GDD™: Hey Keith, thanks a bunch for taking the time out of your busy schedule for an interview, I know that you are a very busy man. Also, I just want to say that I am a huge fan.
SA: No problem at all and much appreciation. I’m actually quite a fan of the blog as well so I feel pretty privileged to be doing this interview.
GDD™: Let’s get right to it, I have noticed that you have played a bunch of shows in BC, any plans for a trip to the states?
SA: Most definitely. I think it’s within every artist from Canada’s plan to break through to the states. The market is huge and the genre itself seems to be taking a tight hold over all the people that are interested in it in North America, creating this big movement that seems to have no real signs of slowing down.
GDD™: I agree, I don’t see any end in sight for the dubstep movement. I know this is a tough one, but what is your favorite show you have ever played? Also, what was the best show you ever attended?
SA: The best show I played myself was the time I opened for Datsik in August. Everyone got there early, the energy was unbelievable from start to finish and it wasn’t only the first big show I had played with a new promotion company but it was also the first time I got to play out Human Error before I gave it out. The best show I have ever attended, however, was Shambhala. It’s an outdoor music festival near Nelson, BC that brings thousands of like-minded people in one beautiful place to experience some of the best music out there. A lot of people will probably recognize the name from Excision’s yearly set and I encourage anyone thinking about going to quit hesitating and go. It’s nuts.

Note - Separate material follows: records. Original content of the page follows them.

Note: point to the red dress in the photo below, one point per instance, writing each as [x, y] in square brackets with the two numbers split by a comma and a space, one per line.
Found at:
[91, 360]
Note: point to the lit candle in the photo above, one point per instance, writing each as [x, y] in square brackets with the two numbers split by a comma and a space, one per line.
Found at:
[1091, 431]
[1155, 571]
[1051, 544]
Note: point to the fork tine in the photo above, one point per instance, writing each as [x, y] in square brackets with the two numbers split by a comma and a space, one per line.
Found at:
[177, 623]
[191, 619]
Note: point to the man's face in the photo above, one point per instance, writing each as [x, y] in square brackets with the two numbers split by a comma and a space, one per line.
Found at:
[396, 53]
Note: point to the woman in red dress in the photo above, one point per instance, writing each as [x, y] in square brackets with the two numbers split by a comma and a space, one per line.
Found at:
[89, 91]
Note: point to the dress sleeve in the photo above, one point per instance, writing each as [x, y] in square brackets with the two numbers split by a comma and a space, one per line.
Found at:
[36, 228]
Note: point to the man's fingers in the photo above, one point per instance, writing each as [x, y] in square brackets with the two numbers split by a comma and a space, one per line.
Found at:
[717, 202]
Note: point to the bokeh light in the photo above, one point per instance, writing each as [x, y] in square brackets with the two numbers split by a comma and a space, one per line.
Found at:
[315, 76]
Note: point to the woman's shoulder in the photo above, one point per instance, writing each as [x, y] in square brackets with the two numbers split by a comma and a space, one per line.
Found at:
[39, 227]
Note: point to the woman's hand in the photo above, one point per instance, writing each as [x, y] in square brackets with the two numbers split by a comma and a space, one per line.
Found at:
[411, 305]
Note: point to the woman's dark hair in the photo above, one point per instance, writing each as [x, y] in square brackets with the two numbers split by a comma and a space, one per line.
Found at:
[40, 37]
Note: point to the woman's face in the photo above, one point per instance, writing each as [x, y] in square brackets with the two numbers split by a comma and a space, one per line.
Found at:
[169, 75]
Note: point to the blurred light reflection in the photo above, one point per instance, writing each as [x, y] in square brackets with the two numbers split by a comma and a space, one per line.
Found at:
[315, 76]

GDD™: Although dubstep started in the UK, it has certainly become a worldwide movement, with artists emerging all over the world.
In Canada you have two of my favorite names, Datsik and Zeds Dead, how has the scene in Canada particularly influenced you?
SA: It’s influenced me immensely. Artists like Downlink, Datsik (as you said), and Excision have been huge inspirations and catalysts for pushing myself to create bigger and badder sounds. As far as the scene itself, I know that different cities in Canada like Calgary are really feeling the sound and have profound artists coming out of there with their own unique takes on the genre as well. I’m always stoked to hear what other up and coming producers from Canada have to offer as well as other producers from around the world.
GDD™: What do you think is next for dubstep?
SA: Bigger sounds, more record labels and (fortunately or unfortunately depending on the way you look at it) mainstreaming. As all these much poppier, more melodic driven tracks come out, a lot of people who wouldn’t necessarily have taken to the genre before are really starting to like it.. But even then there will still be a place for the people who dig the darker stuff. I don’t think that will ever change.
GDD™:I read that you used to be in a metal band, how has your love for metal influenced your production and what bands in particular influenced you growing up? Furthermore, how did you make the transition from metal band to electronic music?
SA: I love anything really heavy and driving in music right off the bat it seems. I was, and still am, a huge fan of bands like Spawn of Possession, Opeth, Meshuggah etc. I also grew up in a smaller town playing lots of older video games and loving the sounds of all the different synths that were used to make the music for them. I guess it would be the combination of both those things that brought me to electronic music in the end.
GDD™: Oracle is much different than your other tunes, is this an indication of a new direction for Sub Antix?
SA: I wouldn’t say so. I generally produce the kinds of tracks that are similar to the ones I am really feeling to at that moment. When I was making Oracle though I actually intended to make another bigger harsher track but nothing really seemed to compliment the intro. So I went the opposite direction and found something that fit a lot better.
GDD™: Today, there are so many different sounds in dubstep, who, in particular do you think is pushing the scene in a new direction and who would you say is your biggest influence?
SA: Both really tough choices. With all these new releases coming out lately it’s hard to be specific. If I had to pick 3 I would say Skism, Subscape and Flux Pavillion have crazy originality in their own ways and are definitely pushing the genre. As far as my biggest influence I gotta say Reso. Definitely one of the most diverse producers out there and the quality and dynamics of his tracks are continuously insane.
GDD™: We are beginning to see much more dubstep artists performing at raves, and in many dubstep stages have replaced drum n bass stages. Do you think the rave scene will have an effect dubstep?
SA: I think it’s going to become more and more common to hear dubstep at big raves but the key is variety. At huge events like that people value choice, and I would have to say dubstep is a pretty good choice.
GDD™: Thanks again for the interview Keith, best to you.